创建具有不同类型的结构化 Numpy 数组
Create Structured Numpy Array with Different Types
我有以下非结构化数据(从 csv 读取)。
data = [[b'id' b'datetime' b'anomaly_length' b'affected_sensors' b'reason']
[b'1' b'2019-12-20 08:09' b'26' b'all' b'Open Windows']
[b'1' b'2019-12-20 08:10' b'26' b'all' b'Open Windows']
[b'1' b'2019-12-20 08:11' b'26' b'all' b'Open Windows']
[b'1' b'2019-12-20 08:12' b'26' b'all' b'Open Windows']
[b'1' b'2019-12-20 08:13' b'26' b'all' b'Open Windows']
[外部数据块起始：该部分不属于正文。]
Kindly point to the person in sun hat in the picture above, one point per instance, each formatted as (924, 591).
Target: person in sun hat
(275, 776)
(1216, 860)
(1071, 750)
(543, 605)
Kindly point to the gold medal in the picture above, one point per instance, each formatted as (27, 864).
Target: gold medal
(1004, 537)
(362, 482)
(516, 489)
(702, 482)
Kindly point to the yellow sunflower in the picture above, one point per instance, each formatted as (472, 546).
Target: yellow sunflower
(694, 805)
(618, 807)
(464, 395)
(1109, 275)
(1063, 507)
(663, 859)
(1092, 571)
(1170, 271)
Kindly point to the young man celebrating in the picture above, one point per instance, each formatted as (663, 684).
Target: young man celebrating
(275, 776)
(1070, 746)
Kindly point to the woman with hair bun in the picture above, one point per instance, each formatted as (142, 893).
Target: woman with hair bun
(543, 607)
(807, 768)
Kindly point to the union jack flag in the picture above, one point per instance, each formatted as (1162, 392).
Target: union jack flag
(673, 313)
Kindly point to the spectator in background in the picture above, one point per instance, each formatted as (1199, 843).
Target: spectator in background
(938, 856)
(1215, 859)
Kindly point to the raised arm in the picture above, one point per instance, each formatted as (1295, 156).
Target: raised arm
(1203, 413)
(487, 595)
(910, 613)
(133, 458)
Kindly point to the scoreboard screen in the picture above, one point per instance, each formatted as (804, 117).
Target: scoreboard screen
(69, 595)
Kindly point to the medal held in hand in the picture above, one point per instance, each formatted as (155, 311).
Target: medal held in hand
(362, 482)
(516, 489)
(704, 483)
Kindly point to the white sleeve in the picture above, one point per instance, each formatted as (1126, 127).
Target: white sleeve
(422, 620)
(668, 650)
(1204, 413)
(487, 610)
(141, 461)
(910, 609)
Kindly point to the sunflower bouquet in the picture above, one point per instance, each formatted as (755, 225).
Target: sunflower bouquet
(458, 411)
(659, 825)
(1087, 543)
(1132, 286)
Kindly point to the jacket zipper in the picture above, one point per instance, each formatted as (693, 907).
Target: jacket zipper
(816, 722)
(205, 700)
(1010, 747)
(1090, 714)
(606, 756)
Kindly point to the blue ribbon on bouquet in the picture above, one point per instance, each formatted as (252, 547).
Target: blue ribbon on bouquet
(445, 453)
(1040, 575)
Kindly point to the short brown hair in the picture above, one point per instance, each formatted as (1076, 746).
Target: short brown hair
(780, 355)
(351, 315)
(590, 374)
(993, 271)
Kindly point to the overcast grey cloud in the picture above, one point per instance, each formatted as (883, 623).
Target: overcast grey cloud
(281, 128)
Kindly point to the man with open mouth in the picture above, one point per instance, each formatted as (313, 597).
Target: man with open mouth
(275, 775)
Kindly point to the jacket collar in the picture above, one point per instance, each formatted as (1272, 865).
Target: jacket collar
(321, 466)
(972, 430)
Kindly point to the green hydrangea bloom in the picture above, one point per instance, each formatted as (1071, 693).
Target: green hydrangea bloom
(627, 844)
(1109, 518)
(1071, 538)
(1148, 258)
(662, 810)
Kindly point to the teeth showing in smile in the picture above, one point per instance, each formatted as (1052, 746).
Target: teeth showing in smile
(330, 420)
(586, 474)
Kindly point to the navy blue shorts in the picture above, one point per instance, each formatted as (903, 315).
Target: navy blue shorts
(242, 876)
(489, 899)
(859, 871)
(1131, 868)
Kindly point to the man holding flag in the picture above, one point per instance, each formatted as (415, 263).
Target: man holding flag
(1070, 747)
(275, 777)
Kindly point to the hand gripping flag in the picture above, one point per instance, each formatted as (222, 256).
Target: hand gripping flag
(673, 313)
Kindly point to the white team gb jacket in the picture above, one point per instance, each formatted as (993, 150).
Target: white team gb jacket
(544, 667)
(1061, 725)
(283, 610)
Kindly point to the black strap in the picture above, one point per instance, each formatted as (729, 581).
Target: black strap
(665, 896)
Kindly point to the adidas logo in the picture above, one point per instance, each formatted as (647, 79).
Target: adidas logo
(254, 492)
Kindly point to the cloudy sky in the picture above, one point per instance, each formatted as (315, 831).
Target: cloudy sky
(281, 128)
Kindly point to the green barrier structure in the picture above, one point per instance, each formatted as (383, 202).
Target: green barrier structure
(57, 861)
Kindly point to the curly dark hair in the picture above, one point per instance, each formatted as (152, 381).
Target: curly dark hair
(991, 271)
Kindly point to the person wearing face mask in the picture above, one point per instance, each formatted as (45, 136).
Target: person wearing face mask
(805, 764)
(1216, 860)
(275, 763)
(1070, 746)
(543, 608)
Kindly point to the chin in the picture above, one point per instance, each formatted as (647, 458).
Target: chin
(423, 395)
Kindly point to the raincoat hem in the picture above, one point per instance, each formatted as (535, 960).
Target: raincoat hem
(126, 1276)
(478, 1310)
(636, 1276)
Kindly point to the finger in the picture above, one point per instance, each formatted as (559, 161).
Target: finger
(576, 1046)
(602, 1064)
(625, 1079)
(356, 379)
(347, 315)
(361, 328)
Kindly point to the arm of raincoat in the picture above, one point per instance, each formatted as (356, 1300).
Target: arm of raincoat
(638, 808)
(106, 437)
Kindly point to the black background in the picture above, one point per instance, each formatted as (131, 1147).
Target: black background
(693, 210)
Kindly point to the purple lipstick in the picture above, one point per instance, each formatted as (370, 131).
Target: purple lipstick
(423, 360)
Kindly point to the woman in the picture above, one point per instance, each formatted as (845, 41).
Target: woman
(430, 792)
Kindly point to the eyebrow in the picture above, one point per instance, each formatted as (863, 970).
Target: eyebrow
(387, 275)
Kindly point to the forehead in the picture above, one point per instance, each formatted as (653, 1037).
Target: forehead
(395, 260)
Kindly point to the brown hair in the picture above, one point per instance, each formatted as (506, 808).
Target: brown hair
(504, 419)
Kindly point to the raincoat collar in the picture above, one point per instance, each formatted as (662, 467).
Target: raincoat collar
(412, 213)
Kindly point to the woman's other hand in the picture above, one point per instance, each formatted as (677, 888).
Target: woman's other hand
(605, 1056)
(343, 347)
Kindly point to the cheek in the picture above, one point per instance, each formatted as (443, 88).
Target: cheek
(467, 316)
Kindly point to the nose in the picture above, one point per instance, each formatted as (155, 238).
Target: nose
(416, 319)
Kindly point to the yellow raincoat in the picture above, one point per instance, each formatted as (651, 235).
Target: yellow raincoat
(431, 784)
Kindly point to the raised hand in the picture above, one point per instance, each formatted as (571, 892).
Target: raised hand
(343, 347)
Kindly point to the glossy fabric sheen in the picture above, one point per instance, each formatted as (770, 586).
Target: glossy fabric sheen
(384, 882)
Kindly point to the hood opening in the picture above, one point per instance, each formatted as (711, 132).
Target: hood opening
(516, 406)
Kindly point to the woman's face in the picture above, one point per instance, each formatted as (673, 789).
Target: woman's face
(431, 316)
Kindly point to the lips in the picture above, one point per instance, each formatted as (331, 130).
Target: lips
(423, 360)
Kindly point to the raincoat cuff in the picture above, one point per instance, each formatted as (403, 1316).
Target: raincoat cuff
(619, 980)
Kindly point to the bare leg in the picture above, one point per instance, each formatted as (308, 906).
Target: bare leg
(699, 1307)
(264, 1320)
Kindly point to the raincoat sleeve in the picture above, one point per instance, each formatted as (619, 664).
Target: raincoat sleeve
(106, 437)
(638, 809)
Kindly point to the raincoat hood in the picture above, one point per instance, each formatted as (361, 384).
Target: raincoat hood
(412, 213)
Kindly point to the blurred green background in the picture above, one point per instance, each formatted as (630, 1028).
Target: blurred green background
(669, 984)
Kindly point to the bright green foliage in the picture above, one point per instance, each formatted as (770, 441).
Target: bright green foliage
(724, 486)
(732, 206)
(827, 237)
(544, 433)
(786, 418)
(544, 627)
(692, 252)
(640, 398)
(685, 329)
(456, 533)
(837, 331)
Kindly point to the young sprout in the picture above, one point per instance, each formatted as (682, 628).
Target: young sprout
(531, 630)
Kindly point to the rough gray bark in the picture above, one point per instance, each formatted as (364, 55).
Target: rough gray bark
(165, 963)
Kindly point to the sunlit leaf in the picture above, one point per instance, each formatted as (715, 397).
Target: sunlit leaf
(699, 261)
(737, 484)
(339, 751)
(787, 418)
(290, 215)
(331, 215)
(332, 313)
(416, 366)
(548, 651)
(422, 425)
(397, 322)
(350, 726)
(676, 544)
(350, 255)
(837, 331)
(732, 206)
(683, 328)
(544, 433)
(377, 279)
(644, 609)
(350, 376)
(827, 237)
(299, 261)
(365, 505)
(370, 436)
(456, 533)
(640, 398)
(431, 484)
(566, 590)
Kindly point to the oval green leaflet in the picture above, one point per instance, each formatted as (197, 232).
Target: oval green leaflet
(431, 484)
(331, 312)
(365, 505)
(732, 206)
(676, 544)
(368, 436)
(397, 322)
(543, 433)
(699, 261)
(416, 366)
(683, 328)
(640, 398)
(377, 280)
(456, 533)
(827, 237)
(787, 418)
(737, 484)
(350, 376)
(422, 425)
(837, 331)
[b'1' b'2019-12-20 08:14' b'26' b'all' b'Open Windows']
[b'1' b'2019-12-20 08:15' b'26' b'all' b'Open Windows']
[b'1' b'2019-12-20 08:16' b'26' b'all' b'Open Windows']
[b'1' b'2019-12-20 08:17' b'26' b'all' b'Open Windows']]
...
我目前使用以下代码创建结构化数组:
labels_id = np.array(data[1:,0], dtype=int)
labels = [dt.datetime.strptime(date.decode("utf-8"), '%Y-%m-%d %H:%M') for date in np.array(data[1:,1])]
labels_length = np.array(data[1:,2], dtype=int)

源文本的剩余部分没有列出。